I hiss through my teeth. The water is sharp and cold, and the cut stings, a clean, biting pain that makes my whole finger throb.
The edges of the wound go white under the stream before fresh blood wells up again.
Callum's body is right behind mine, his chest close enough that the heat of him bleeds through my sweater.
His arm brackets me against the sink. His face is near my ear, angled down to look at the cut, and his breath ghosts over the side of my neck.
"It's not deep," he says quietly. "Hold still."
I couldn't move if I wanted to, because my whole body is focused on the points of contact.
His thumb on my pulse, his chest behind my shoulder, his breath on my skin.
We've never been this close. All those dinners and barbecues and group outings, and there's always been a table between us, or a room full of people, or the comfortable distance of someone else's friend.
Neither of us ever let it get smaller than that.
I think we both knew, on some level, what would happen if we did.
Never this. Never alone in a space this small with his body practically wrapped around mine.
He turns my hand over gently, examining the cut under the water.
His touch is careful and practiced—the hands of someone who does this for a living, who bandages people up and holds them steady.
His fingers are calloused and way too gentle for how big they are.
I'm trying very hard to think about the cut and not about the fact that Callum Hayes is holding my hand in his sister's bathroom.
His scent hits me first.
Callum has always smelled good. I chalked it up to the crush.
Of course he smells good to me—I've wanted him since the flour-on-his-cheek incident.
Everything about him registers as more. But right now, this close, in this tiny space with his skin inches from mine—no buffer of other people's scents, no table between us, just him and me and the adrenaline still buzzing through my blood from the cut—it's different.

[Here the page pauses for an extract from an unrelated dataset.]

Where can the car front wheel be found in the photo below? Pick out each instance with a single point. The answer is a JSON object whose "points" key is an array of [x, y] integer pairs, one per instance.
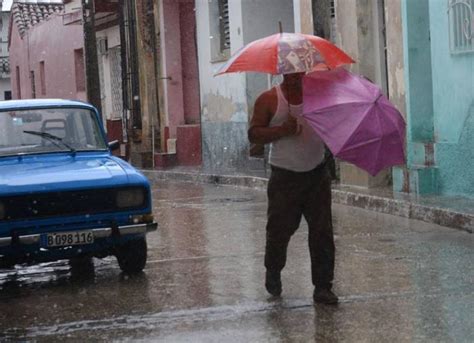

It's stronger. It's getting thicker in the air between us, like the walls are concentrating it.
Underneath the familiar comfort, there's something else pushing through. Something I've never smelled before.
Pine smoke. Clean skin. Something darker underneath, sweet and rich. It hits me in layers, and each one pulls something loose inside me, cracking open a place I didn't know existed.
My skin prickles. The hair on my arms stands up. A shiver runs through me, and it has nothing to do with the cold water.
Callum's hands slow on mine. "Milo." His voice sounds different. Lower, rougher, like something's caught in it.
I look up.
His face is right there, inches from mine. His eyes are wide and dark. The pupils are blown so big they're almost swallowing the color. His nostrils flare. His grip tightens on my wrist, and his breathing goes short and shallow, like he's trying not to inhale too deeply and he's losing the fight.
And then it hits me. The full force of his scent, all at once, like it was building behind a wall and the wall just came down. It's everywhere. It's in my mouth, it's on the back of my tongue, and my knees nearly go out from under me.
Callum catches me. Both hands on my waist, grip firm and automatic.